Les sénatrices et sénateurs écologistes sont évidemment partisans de l’extension du bénéfice de la pension de réversion aux partenaires d’un pacte civil de solidarité. En l’état du droit est en effet maintenue une situation d’inégalité de traitement fondée sur l’orientation sexuelle, puisque les partenaires de sexes différents peuvent se marier s’ils souhaitent bénéficier de la pension de réversion, tandis que les couples de même sexe n’ont pas encore cette possibilité, ce que nous déplorons, d’ailleurs.

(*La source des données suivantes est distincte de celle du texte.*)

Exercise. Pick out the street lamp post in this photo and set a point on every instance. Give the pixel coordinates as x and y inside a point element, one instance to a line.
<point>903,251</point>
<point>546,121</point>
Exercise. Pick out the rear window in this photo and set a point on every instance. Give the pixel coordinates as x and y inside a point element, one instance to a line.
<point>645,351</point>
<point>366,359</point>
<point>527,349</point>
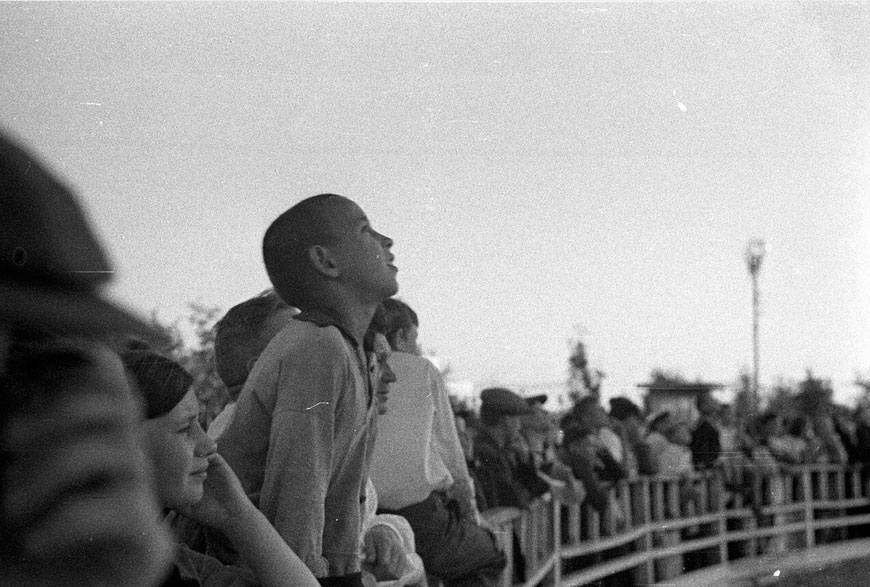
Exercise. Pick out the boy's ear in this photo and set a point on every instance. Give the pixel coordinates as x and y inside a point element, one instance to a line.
<point>322,260</point>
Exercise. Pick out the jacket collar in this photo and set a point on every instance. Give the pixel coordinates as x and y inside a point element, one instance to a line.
<point>323,317</point>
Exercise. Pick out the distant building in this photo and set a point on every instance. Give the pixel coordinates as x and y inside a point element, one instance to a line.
<point>678,398</point>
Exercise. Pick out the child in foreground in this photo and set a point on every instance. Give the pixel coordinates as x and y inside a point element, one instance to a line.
<point>194,480</point>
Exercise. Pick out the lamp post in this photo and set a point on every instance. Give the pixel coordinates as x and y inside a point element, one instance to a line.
<point>755,250</point>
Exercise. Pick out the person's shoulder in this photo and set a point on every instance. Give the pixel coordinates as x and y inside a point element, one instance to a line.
<point>413,364</point>
<point>301,337</point>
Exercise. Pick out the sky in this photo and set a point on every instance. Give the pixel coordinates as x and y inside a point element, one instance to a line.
<point>548,172</point>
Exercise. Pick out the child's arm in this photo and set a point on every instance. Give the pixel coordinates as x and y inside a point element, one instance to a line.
<point>226,507</point>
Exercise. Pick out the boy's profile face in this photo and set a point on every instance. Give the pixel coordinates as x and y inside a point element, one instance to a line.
<point>363,254</point>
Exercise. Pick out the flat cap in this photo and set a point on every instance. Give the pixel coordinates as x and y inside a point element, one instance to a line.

En l’état, les cinq sénatrices et cinq sénateurs écologistes voteront pour cet amendement n° 39.
M. le président. La parole est à Mme Chantal Jouanno, pour explication de vote.
Mme Chantal Jouanno. Si d’autres collègues sont spécialistes de ces questions, pour ma part, je dois le reconnaître, j’ai découvert que les personnes pacsées ne bénéficiaient pas du dispositif relatif aux pensions de réversion en lisant le projet de loi de financement de la sécurité sociale !
Ce serait effectivement justice que d’étendre à ces personnes le bénéfice de la pension de réversion, au nom de l’égalité. Mais, bien évidemment, dans le contexte actuel, il convient d’évaluer le coût d’une telle extension.
Nous sommes donc plutôt favorables à cet amendement, tout en regrettant le choix du 31 janvier 2012, car le délai nous semble un peu court pour procéder à une étude sérieuse et complète sur le sujet.
M. Roland Courteau. Deux mois, quand même !
Mme Chantal Jouanno. Je ne doute pas qu’il y ait d’autres considérations, au-delà de la fin de la session... Néanmoins, sur le fond, l’amendement est bon.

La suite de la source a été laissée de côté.